There's a nationwide push to get more adults tested for Hepatitis C in the U.S. The Veteran's Administration in Biloxi was part of that effort Tuesday. 

Hepatitis C is a serious blood-borne disease that affects millions, but many people don't know they have it. In fact, thousands unknowingly live with the disease for years, even decades. By the time they develop symptoms, serious damage to the liver may have already occurred. That's why the CDC is recommending that all baby boomers receive a one-time screening.

Veterans lined up to be tested in Biloxi during a special screening after learning that veterans from the baby boomer generation, specifically those born between 1945 and 1965, are at a higher risk of being infected with Hepatitis C than any other veteran group. A simple blood test will give them the answers they need.

Veterans, like Donald Husley, now know how serious the disease can be.  

"They say it's pretty bad, so I wanted to be tested to know for sure,” said Donald.

Another veteran, Robert Husley, also wanted to make sure he's not infected.  

"Curiosity. I went to Vietnam. You never know. Never know what's going on around here either, so I was curious," Robert said.

The Centers for Disease Control and Prevention reports 75 percent of Americans who have Hepatitis C are baby boomers. Tracy Crevier is a Hepatitis C case manager at the VA. She says they're targeting those born between 1945 and 1965.  

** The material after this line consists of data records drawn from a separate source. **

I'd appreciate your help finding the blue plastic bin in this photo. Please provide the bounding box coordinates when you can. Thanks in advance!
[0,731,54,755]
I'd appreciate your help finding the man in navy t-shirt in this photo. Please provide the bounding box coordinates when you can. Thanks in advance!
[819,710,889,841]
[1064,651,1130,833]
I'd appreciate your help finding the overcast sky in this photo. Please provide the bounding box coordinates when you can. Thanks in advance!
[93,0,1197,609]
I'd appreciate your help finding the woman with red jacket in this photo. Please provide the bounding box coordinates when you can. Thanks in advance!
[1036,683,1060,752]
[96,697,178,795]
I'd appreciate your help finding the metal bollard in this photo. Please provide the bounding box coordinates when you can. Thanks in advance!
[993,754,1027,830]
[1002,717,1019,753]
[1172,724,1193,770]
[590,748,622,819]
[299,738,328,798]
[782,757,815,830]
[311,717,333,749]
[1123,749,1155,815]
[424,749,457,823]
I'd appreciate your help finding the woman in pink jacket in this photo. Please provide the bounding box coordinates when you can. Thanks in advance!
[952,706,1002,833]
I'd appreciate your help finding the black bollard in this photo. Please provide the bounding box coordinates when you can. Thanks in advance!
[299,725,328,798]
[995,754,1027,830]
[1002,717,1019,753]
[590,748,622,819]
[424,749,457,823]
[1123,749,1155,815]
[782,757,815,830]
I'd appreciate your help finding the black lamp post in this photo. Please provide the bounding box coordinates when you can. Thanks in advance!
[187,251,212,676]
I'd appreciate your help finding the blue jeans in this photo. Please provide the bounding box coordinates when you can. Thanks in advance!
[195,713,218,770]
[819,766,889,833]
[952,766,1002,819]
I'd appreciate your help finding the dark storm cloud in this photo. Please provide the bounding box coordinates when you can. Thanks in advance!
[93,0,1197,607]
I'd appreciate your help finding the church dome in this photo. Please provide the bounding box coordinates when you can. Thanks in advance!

"That time frame is because of behavior that was more risky back then. You were exposed more back then, and Hepatitis C wasn't as well known," said Crevier.

Crevier said as many as three out of four veterans from that age group will test positive.

"You can have it for decades and not know you have it, and by the time you develop symptoms, the disease has progressed pretty far and can lead to cancer and death if untreated," said Crevier.

The good news is treatments have come a long way in recent years.  

"Usually a pill a day for eight to 12 weeks, and we do have a 98 percent cure rate," Crevier said.

Catching the disease before symptoms begin is critical. Once symptoms show up, there's a good chance the patient already has serious liver damage. That's why Crevier says it's important for adults, especially baby boomers, to get tested as soon as possible.

Crevier says veterans and civilians alike should talk to their doctors about getting tested.